# Foundations of Data Sciences with Python

## Dates for Open Courses

Course only available as in-house training. Please ask us at info@python-academy.de

## Intended Audience

(Aspiring) data scientists with good knowledge of Python. This course can be combined with introductory courses (see Recommended Module Combinations) to achieve appropriate Python skills.

## Motivation

The importance of working with potentially large amounts of data is every increasing. Data is collected everywhere. Making sense out of this data can be time-consuming and challenging task. Python offers many tools to work with data. Being a general-purpose programming language that is wide-spread and can be learned comparably easily, Python is used for many data-related tasks.

This course gives an overview over basic Python libraries for data science. A good understanding of these libraries is important for more advanced data science topics such as machine learning.

## Course Content

### Introduction to NumPy, SciPy, and pandas

#### NumPy

The library NumPy is the defacto standard for the work with arrays. It is used my many other libraries for data science. The course introduces the main working principles of NumPy.

#### SciPy

SciPy is a collection of many scientific libraries such as special functions, integration, optimization, interpolation, Fourier transforms, signal processing, linear algebra, statistics, and file IO.

The course provides an overview of some of these libraries that are important for data science.

#### pandas

Pandas is a very powerful Python library for effective analysis of large amount of data. The course introduces the basic features and workflows of Pandas. Core of the course are Pandas-specific data structures and the data analysis operations they support.

### SqlAlchemy and SQL in pandas

Relational databases are a very common data store. The course shows how to work with such database that can be queried with SQL. The SqlAlchemy library and SQL in pandas provide very convenient interfaces for these tasks.

### A deep-dive into Time Series in pandas

Lots of data come as time series. pandas is especially useful for time series processing. The course covers the vast possibilities pandas offers here.

### Timeseries Forecasting: Seasonal ARIMA and Signal Processing

Forecasting with autoregressive integrated moving average (ARIMA) is an established method for modeling time series. Another method is signal processing.

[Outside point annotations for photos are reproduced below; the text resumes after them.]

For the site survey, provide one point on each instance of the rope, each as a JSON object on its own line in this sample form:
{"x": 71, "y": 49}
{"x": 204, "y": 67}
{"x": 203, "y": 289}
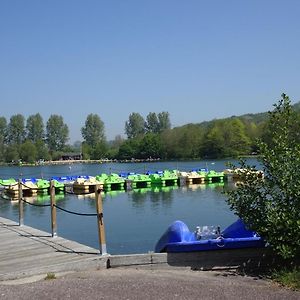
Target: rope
{"x": 9, "y": 184}
{"x": 75, "y": 213}
{"x": 5, "y": 198}
{"x": 39, "y": 205}
{"x": 29, "y": 187}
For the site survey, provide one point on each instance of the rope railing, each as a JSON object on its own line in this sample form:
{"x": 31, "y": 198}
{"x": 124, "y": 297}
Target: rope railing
{"x": 75, "y": 213}
{"x": 34, "y": 204}
{"x": 53, "y": 206}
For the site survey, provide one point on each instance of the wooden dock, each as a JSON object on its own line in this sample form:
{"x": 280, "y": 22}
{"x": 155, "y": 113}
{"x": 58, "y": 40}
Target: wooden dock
{"x": 25, "y": 251}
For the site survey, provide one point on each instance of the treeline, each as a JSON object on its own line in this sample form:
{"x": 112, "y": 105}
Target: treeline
{"x": 31, "y": 140}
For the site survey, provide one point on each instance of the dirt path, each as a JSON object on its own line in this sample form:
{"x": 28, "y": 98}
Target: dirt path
{"x": 146, "y": 283}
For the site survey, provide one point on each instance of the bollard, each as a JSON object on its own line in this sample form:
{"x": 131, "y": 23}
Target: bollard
{"x": 53, "y": 209}
{"x": 21, "y": 211}
{"x": 100, "y": 221}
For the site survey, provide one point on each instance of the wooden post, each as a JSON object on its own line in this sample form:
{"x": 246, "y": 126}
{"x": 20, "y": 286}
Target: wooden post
{"x": 53, "y": 209}
{"x": 100, "y": 222}
{"x": 21, "y": 211}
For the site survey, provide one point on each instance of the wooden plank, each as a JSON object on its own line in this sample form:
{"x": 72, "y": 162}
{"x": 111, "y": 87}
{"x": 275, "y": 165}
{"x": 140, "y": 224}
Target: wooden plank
{"x": 27, "y": 251}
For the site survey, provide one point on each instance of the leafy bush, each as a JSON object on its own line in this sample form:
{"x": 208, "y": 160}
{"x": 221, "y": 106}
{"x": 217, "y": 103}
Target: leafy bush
{"x": 271, "y": 206}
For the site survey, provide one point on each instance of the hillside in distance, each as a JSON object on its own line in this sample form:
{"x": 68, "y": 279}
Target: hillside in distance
{"x": 257, "y": 118}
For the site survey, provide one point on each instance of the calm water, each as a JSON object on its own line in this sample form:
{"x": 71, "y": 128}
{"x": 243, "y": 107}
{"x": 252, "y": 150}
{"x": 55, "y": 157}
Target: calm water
{"x": 134, "y": 220}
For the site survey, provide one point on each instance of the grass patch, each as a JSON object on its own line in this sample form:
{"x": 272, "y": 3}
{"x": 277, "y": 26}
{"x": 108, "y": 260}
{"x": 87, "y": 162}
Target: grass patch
{"x": 288, "y": 278}
{"x": 50, "y": 276}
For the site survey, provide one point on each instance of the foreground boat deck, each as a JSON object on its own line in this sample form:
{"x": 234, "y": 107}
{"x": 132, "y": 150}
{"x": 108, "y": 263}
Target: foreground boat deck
{"x": 25, "y": 251}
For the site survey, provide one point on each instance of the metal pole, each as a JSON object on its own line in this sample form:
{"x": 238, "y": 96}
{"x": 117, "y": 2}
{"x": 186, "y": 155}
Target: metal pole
{"x": 100, "y": 222}
{"x": 53, "y": 209}
{"x": 21, "y": 211}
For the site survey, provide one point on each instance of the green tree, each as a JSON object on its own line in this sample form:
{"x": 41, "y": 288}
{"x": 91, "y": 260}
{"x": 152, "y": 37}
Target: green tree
{"x": 150, "y": 146}
{"x": 235, "y": 140}
{"x": 134, "y": 127}
{"x": 28, "y": 152}
{"x": 11, "y": 153}
{"x": 35, "y": 128}
{"x": 129, "y": 149}
{"x": 16, "y": 130}
{"x": 164, "y": 121}
{"x": 57, "y": 133}
{"x": 93, "y": 131}
{"x": 42, "y": 151}
{"x": 213, "y": 145}
{"x": 3, "y": 129}
{"x": 152, "y": 124}
{"x": 272, "y": 206}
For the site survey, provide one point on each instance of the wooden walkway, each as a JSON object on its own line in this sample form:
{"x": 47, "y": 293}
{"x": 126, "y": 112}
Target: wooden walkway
{"x": 25, "y": 251}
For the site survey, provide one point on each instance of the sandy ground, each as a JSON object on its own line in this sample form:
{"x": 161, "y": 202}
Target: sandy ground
{"x": 145, "y": 283}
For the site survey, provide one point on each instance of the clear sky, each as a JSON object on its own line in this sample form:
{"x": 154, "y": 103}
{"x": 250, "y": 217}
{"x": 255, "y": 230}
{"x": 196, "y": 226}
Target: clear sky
{"x": 196, "y": 59}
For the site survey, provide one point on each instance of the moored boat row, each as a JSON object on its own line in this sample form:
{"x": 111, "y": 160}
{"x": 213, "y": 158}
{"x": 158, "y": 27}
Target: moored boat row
{"x": 110, "y": 182}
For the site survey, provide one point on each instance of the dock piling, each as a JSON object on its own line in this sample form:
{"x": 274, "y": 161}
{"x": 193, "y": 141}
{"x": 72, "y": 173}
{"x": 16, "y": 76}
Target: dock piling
{"x": 100, "y": 221}
{"x": 21, "y": 211}
{"x": 53, "y": 209}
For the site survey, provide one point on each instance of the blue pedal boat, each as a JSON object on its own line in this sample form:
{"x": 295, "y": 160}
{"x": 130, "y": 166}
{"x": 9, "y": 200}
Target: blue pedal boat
{"x": 178, "y": 238}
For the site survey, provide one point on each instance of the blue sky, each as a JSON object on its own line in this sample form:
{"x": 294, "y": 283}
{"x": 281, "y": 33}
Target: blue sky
{"x": 198, "y": 60}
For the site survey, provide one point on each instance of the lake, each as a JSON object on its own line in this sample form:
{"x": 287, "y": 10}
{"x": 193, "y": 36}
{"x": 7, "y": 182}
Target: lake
{"x": 134, "y": 220}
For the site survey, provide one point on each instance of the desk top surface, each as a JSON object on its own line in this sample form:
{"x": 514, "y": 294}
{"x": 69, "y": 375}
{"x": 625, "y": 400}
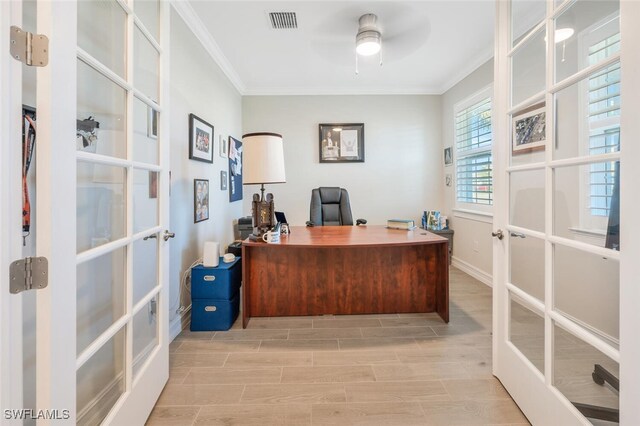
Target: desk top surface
{"x": 344, "y": 236}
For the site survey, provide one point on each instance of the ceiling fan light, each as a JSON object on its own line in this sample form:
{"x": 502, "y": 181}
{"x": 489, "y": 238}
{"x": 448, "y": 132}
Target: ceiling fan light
{"x": 368, "y": 43}
{"x": 563, "y": 34}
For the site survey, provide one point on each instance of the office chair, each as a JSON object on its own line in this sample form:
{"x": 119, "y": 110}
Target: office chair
{"x": 330, "y": 207}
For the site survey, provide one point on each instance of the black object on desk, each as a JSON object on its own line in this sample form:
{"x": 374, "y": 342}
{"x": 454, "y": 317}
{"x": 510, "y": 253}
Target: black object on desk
{"x": 215, "y": 296}
{"x": 447, "y": 233}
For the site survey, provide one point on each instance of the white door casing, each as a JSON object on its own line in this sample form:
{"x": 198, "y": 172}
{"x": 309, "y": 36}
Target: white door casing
{"x": 536, "y": 389}
{"x": 55, "y": 218}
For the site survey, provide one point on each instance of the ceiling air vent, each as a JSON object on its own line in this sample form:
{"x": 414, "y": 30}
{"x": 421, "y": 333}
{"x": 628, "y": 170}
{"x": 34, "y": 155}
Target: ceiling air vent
{"x": 283, "y": 20}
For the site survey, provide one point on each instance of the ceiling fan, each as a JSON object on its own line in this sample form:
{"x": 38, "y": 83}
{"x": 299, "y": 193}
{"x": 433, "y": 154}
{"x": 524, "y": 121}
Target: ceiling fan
{"x": 369, "y": 37}
{"x": 402, "y": 27}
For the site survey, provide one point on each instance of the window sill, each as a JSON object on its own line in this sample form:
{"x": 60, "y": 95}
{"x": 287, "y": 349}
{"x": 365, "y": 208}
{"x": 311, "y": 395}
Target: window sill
{"x": 474, "y": 215}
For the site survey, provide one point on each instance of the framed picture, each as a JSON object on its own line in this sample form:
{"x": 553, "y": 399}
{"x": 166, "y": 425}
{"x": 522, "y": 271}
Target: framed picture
{"x": 341, "y": 143}
{"x": 448, "y": 156}
{"x": 223, "y": 147}
{"x": 235, "y": 169}
{"x": 200, "y": 139}
{"x": 200, "y": 200}
{"x": 529, "y": 129}
{"x": 153, "y": 185}
{"x": 223, "y": 180}
{"x": 152, "y": 123}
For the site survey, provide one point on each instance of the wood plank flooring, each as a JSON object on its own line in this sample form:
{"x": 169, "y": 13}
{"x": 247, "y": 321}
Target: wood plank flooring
{"x": 405, "y": 369}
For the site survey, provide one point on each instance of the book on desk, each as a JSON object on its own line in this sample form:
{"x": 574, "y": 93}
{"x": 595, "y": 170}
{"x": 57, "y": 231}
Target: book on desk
{"x": 406, "y": 224}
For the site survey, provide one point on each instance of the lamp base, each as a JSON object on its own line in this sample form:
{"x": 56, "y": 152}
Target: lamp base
{"x": 263, "y": 215}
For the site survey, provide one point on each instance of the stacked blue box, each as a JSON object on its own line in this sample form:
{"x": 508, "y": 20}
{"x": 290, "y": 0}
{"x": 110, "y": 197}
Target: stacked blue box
{"x": 215, "y": 296}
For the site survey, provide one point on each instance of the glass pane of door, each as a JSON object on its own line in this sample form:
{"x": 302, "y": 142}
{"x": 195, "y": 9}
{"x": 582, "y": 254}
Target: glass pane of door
{"x": 102, "y": 33}
{"x": 145, "y": 334}
{"x": 146, "y": 66}
{"x": 528, "y": 69}
{"x": 100, "y": 381}
{"x": 100, "y": 205}
{"x": 100, "y": 295}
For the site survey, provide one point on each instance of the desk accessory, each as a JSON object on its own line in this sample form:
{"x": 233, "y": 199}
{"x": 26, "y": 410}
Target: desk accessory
{"x": 211, "y": 254}
{"x": 264, "y": 163}
{"x": 406, "y": 224}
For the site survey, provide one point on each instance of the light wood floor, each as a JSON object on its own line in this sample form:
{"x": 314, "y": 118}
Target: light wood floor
{"x": 405, "y": 369}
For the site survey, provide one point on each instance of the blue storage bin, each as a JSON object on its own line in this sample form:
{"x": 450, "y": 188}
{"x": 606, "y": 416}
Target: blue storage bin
{"x": 214, "y": 315}
{"x": 221, "y": 282}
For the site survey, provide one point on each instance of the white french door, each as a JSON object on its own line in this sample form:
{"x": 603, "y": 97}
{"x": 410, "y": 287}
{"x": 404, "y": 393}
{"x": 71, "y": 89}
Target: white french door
{"x": 565, "y": 259}
{"x": 100, "y": 213}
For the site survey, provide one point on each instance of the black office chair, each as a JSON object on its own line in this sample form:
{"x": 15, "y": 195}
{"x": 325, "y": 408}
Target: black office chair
{"x": 330, "y": 207}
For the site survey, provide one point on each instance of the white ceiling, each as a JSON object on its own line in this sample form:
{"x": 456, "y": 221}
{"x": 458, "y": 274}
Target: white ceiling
{"x": 428, "y": 46}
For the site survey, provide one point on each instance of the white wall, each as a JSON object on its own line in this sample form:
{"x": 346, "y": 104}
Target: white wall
{"x": 198, "y": 86}
{"x": 472, "y": 240}
{"x": 402, "y": 173}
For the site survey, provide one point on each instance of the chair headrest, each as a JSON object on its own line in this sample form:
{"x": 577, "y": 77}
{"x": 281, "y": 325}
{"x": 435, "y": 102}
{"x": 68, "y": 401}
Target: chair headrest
{"x": 330, "y": 195}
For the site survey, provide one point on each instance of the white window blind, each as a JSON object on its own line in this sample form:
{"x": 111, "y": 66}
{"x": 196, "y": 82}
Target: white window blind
{"x": 604, "y": 124}
{"x": 474, "y": 180}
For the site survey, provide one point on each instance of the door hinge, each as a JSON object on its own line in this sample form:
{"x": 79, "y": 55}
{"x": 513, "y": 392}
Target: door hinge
{"x": 31, "y": 49}
{"x": 30, "y": 273}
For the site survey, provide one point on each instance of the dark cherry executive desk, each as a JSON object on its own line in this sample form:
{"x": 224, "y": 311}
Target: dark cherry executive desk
{"x": 346, "y": 270}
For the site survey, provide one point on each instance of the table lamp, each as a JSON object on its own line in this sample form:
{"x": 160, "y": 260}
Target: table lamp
{"x": 263, "y": 159}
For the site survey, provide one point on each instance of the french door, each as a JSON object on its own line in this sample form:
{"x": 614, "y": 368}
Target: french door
{"x": 565, "y": 259}
{"x": 95, "y": 341}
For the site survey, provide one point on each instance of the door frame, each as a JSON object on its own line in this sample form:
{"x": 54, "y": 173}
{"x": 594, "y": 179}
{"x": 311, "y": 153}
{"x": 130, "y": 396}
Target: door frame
{"x": 10, "y": 218}
{"x": 535, "y": 393}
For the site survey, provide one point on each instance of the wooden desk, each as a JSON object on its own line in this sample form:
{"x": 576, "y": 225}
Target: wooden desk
{"x": 346, "y": 270}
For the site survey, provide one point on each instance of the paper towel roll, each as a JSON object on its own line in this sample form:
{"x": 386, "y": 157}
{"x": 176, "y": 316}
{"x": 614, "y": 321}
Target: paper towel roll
{"x": 211, "y": 255}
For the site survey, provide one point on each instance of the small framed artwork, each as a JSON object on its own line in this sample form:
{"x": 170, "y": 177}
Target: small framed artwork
{"x": 529, "y": 129}
{"x": 235, "y": 169}
{"x": 200, "y": 139}
{"x": 448, "y": 156}
{"x": 223, "y": 147}
{"x": 341, "y": 143}
{"x": 152, "y": 123}
{"x": 153, "y": 185}
{"x": 200, "y": 200}
{"x": 223, "y": 180}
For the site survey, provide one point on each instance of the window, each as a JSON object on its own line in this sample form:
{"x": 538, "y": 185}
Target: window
{"x": 474, "y": 180}
{"x": 604, "y": 124}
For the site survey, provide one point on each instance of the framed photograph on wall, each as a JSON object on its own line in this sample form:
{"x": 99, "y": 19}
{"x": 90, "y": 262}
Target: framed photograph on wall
{"x": 223, "y": 147}
{"x": 200, "y": 200}
{"x": 448, "y": 156}
{"x": 223, "y": 180}
{"x": 235, "y": 169}
{"x": 200, "y": 139}
{"x": 152, "y": 123}
{"x": 529, "y": 129}
{"x": 341, "y": 143}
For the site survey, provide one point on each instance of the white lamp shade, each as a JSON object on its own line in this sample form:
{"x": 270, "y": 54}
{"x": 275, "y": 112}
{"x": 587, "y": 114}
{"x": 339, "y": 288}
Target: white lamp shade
{"x": 263, "y": 159}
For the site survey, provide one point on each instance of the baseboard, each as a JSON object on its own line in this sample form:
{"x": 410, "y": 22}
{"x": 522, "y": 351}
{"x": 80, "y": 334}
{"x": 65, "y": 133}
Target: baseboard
{"x": 179, "y": 323}
{"x": 601, "y": 334}
{"x": 469, "y": 269}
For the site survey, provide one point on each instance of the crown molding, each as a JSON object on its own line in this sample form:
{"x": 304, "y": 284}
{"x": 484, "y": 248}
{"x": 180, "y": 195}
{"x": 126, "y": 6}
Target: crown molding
{"x": 467, "y": 70}
{"x": 193, "y": 21}
{"x": 333, "y": 91}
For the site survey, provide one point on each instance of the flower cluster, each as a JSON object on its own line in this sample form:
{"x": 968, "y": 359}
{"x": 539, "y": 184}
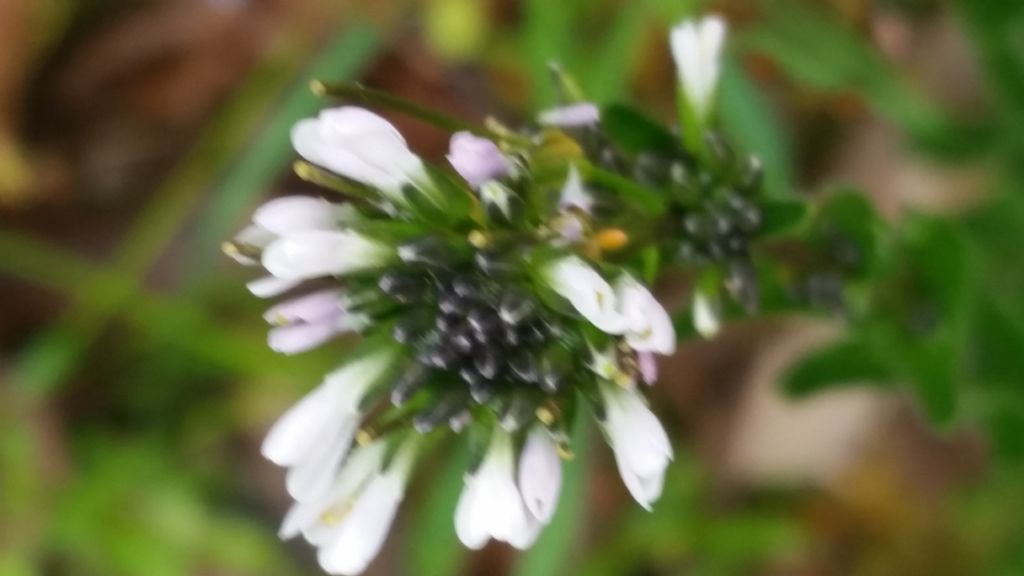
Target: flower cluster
{"x": 492, "y": 301}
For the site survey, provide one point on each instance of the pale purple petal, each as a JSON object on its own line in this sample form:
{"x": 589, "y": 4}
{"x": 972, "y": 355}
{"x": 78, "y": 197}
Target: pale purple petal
{"x": 477, "y": 160}
{"x": 302, "y": 337}
{"x": 309, "y": 307}
{"x": 572, "y": 116}
{"x": 648, "y": 366}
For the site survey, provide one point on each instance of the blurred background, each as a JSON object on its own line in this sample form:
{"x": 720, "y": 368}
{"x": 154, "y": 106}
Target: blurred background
{"x": 135, "y": 383}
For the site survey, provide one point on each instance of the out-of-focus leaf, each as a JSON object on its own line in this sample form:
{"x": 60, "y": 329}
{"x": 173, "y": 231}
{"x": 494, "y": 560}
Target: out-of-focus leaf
{"x": 934, "y": 373}
{"x": 851, "y": 361}
{"x": 848, "y": 216}
{"x": 749, "y": 118}
{"x": 780, "y": 216}
{"x": 270, "y": 151}
{"x": 936, "y": 251}
{"x": 996, "y": 345}
{"x": 636, "y": 132}
{"x": 433, "y": 546}
{"x": 547, "y": 37}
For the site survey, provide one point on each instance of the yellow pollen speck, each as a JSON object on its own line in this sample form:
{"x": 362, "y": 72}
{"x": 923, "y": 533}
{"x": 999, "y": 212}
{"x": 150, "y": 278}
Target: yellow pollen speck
{"x": 546, "y": 415}
{"x": 364, "y": 437}
{"x": 564, "y": 452}
{"x": 303, "y": 170}
{"x": 478, "y": 239}
{"x": 612, "y": 239}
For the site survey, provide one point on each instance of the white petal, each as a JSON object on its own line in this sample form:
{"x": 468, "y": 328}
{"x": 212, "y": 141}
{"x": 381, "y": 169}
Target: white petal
{"x": 295, "y": 435}
{"x": 573, "y": 193}
{"x": 358, "y": 145}
{"x": 293, "y": 213}
{"x": 298, "y": 430}
{"x": 477, "y": 160}
{"x": 470, "y": 525}
{"x": 707, "y": 317}
{"x": 316, "y": 253}
{"x": 353, "y": 379}
{"x": 572, "y": 116}
{"x": 313, "y": 476}
{"x": 588, "y": 292}
{"x": 648, "y": 366}
{"x": 649, "y": 327}
{"x": 308, "y": 307}
{"x": 491, "y": 504}
{"x": 540, "y": 475}
{"x": 316, "y": 519}
{"x": 641, "y": 446}
{"x": 303, "y": 337}
{"x": 270, "y": 286}
{"x": 696, "y": 47}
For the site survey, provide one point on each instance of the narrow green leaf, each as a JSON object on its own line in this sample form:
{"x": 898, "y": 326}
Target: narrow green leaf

The course shows how Python can be used for this tasks.

### Plotting in matplotlib, pandas, and seaborn

Python provides reach libraries for visualization of data. The course in introduces the library matplotlib that provides many different types of diagrams from within Python with only a few lines of code.

In addition to using matplotlib directly, the course shows how matplotlib can be used vis pandas and seaborn. These libraries provide a high-level interface of efficient data visualizations.

## Course Duration

5 days

## Exercises

The participants can follow all steps directly on their computers. There are exercises at the end of each unit providing ample opportunity to apply the freshly learned knowledge.

## Course Material

Every participant receives comprehensive printed materials that cover the whole course content as wells as all source codes and used software.

## Recommended Module Combinations

The modules Python Extensions with Other Languages and Optimizing of Python Programs cover supplementary topics.

The course may be combined with the course Python for Nonprogrammers or Python for Programmers.